Em 1998 Bourdain tinha conseguido emprego como chef principal num restaurante sólido, mas pouco imaginativo de Nova Iorque, “Les Halles”. Foi também quando se tornou amigo dum chef já de grande reputação, Eric Ripert (que viria a ser o seu melhor amigo e quem o encontrou morto). Ripert apresentou-o à sua segunda mulher, Ottavia Busia, que lhe daria uma filha, Ariane, em 2007.
Mas foi em 2000 que Anthony conseguiu reunir a sua vontade de escrever com o talento de contar sem rebuço, num livro antológico, “Kitchen Confidential”. Tive a sorte de o traduzir para português e, tal como terá acontecido a muita gente que o leu, mudou completamente a minha maneira de ver a profissão e de cozinhar. Durante a tradução mandei vir o livro oficial do Culinary Institute of America, um calhamaço cheio de normas técnicas, como desossar costeletas ou pesar um bife, e a Enciclopédia Larrousse de Culinária, na versão inglesa. Duas bíblias caríssimas, que provavelmente me custaram mais do que o que ganhei com a tradução, mas que com a desculpa de serem necessárias para compreender melhor o texto, me satisfizeram a enorme curiosidade pelas artes culinárias.
Não que o livro fosse um agradável elogio à profissão; antes pelo contrário, era uma autobiografia crua que mostrava a violência do trabalho na cozinha e o espírito inconsciente da época, com drogas, sexo, e muitas das taras que tornam a vida interessante e insuportável. Os fracos não aguentam, mas Bourdain aguentou, como ele próprio diz, a certa altura: “Percebi que, dos quatro ou cinco que ali estávamos, só eu iria sobreviver.”
Por ter traduzido o livro não me tornei chef nem drogado, mas a sua influência perdura até hoje, quando, diletantemente, faço um pâté, ou filosoficamente, penso no sentido da vida. É esse o mérito de Bourdain: sendo franco e real, mostra como todos somos, fortes e fracos, gulosos e frágeis.

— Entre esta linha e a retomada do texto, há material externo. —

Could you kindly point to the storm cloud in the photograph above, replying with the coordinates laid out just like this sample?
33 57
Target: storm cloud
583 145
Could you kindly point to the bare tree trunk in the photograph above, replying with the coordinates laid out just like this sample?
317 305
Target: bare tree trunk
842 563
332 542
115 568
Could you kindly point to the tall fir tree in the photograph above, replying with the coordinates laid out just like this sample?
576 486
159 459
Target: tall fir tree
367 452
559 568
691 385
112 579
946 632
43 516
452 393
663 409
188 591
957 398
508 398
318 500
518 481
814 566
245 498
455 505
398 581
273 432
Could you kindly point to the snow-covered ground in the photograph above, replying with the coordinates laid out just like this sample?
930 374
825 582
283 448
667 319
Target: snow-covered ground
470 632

O sucesso do livro levou aos programas de televisão, que inicialmente, eram mais sobre culinária, embora Bourdain sempre reconhecesse que não era um chef excepcional. Sabia fazer bem o tradicional, sem ser muito criativo.
Começou, apropriadamente, no Food Network, em 2002, mas passou para o formato que o tornaria mundialmente famoso no Travel Channel, onde não cozinhava mas avaliava as cozinhas dos países e regiões. Em 2006, numa entrevista a Marlow Stern, explicou a sua visão:
“Gosto de comida. Foi o centro da minha vida durante 30 anos e olho sempre para o mundo por esse prisma, mas não é a única coisa. Se estamos a comentar como uma salada é deliciosa de trincar enquanto o nosso anfitrião não tem as duas pernas, sentimos vontade de lhe perguntar o que aconteceu, e amiúde obtemos uma história que é muito mais interessante que o prato à nossa frente.”

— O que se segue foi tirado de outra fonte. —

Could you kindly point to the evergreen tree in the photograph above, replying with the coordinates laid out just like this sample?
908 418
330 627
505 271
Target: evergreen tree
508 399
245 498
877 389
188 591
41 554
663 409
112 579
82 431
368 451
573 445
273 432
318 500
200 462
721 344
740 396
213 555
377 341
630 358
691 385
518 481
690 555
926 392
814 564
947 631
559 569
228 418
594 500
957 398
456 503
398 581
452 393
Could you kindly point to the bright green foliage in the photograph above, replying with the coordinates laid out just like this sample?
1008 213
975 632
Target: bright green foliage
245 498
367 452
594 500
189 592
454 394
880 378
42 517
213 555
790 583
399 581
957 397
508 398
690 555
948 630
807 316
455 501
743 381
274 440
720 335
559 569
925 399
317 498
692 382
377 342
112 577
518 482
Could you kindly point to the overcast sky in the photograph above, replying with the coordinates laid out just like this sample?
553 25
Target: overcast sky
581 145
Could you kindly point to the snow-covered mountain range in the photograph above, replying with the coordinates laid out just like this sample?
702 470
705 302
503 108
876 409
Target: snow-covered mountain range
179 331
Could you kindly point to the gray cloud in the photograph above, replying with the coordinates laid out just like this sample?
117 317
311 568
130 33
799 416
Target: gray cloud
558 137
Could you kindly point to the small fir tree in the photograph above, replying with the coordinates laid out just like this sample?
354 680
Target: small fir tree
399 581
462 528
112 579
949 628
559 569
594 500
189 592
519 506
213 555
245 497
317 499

Alan Richman, o exigente e precioso critico da revista GQ, disse de Bourdain: “Não conheço ninguém que seja mais um homem do século XXI. O modo como age. A maneira como fala. A sua insanidade. O seu lado vulgar.”
Mas não há nada de vulgar em Anthony Bourdain. A sua morte auto-infligida, num homem que parecia ter todo o sucesso, todo o mérito e o segredo da felicidade, é também um fenómeno do século XXI, onde as aparências e a realidade se misturam e confundem.
Como ele próprio disse, “Mesmo o homem mais interessante do mundo, sofre.”